Hardest technical challenge

DuckDB v0.10.0's ART index bug. Any UPDATE on a column covered by an ART index triggered a spurious "Duplicate key" PK violation. This hit idx_workflows_status (needed for filtering by status) and idx_tables_name_unique (needed for unique name enforcement). Both indexes had to be dropped entirely and uniqueness moved to the service layer. A related issue: using CURRENT_TIMESTAMP in a SET clause caused DuckDB to re-evaluate sequence defaults on the same row, producing the same false violation.
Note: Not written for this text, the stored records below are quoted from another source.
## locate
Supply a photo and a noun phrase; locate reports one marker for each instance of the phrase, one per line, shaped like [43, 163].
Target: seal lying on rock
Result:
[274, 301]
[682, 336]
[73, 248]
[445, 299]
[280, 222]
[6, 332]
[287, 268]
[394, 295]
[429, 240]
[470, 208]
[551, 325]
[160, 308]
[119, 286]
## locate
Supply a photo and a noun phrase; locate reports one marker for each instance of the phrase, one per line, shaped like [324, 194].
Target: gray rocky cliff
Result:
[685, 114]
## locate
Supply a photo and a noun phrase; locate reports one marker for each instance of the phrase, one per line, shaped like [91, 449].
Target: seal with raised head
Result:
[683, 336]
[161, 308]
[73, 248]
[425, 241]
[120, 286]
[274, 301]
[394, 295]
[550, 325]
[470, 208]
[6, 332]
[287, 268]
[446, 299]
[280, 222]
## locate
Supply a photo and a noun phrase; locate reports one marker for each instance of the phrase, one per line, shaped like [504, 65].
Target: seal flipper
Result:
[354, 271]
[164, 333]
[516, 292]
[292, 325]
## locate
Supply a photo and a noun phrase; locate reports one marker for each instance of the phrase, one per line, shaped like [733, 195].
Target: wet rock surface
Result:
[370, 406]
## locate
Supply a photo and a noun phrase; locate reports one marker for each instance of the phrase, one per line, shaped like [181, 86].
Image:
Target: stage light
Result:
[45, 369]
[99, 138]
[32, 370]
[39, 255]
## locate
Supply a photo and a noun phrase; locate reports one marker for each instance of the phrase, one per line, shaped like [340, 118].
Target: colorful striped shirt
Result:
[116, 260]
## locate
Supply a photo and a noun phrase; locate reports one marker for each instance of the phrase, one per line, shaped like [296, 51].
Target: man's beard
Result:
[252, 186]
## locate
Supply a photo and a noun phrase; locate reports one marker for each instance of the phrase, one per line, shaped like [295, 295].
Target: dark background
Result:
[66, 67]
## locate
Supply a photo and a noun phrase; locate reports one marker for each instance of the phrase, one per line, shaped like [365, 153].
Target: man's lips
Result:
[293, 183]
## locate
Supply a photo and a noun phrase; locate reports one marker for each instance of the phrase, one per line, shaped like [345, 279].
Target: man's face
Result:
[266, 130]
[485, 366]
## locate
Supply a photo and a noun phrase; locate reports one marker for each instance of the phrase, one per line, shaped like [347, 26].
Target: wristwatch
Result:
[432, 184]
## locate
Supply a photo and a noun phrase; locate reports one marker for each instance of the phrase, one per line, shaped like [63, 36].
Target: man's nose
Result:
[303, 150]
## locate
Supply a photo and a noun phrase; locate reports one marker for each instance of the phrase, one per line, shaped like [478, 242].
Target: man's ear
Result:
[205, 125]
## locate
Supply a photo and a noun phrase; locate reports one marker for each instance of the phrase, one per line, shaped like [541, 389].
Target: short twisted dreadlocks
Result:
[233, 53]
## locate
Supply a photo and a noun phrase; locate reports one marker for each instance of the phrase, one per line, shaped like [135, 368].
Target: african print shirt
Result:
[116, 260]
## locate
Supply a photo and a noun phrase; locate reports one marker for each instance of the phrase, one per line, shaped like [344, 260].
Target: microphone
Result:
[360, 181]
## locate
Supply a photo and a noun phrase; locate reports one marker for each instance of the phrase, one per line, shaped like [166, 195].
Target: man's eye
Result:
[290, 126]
Resolved by binding timestamps as parameters instead of using SQL expressions.

What I'd do differently

PostgreSQL over DuckDB - the ART index bug and single-writer constraint make DuckDB fragile under real load. Celery + Redis for scheduling - in-process APScheduler has no durability guarantees. DAG-based execution engine - sequential pipelines are a subset of DAGs, and designing for DAGs from the start would make the abstraction strictly more powerful. Explicit execution state machine with pending/running/succeeded/failed/retrying states - currently there is no in-flight state. httpOnly cookies for auth instead of localStorage to eliminate the XSS attack surface. Event sourcing for step execution - store each step's output as an event rather than discarding it after the run.

What this project taught me

Embedded databases behave differently from client-server databases under write load. DuckDB's single-writer model and ART index bugs only became visible once real UPDATE workloads ran against indexed columns. Integration tests catch what unit tests miss - a mock-based test suite would have passed while the ART bug silently broke production updates. FastAPI's dependency injection system makes layered auth clean and easy to test in isolation. In-process scheduling is fast to wire up but lacks durability - that tradeoff becomes obvious the moment you think about what happens to an in-flight job during a deploy. Storing JWTs in localStorage exposes them to XSS; the better default is httpOnly cookies, which are inaccessible to JavaScript entirely.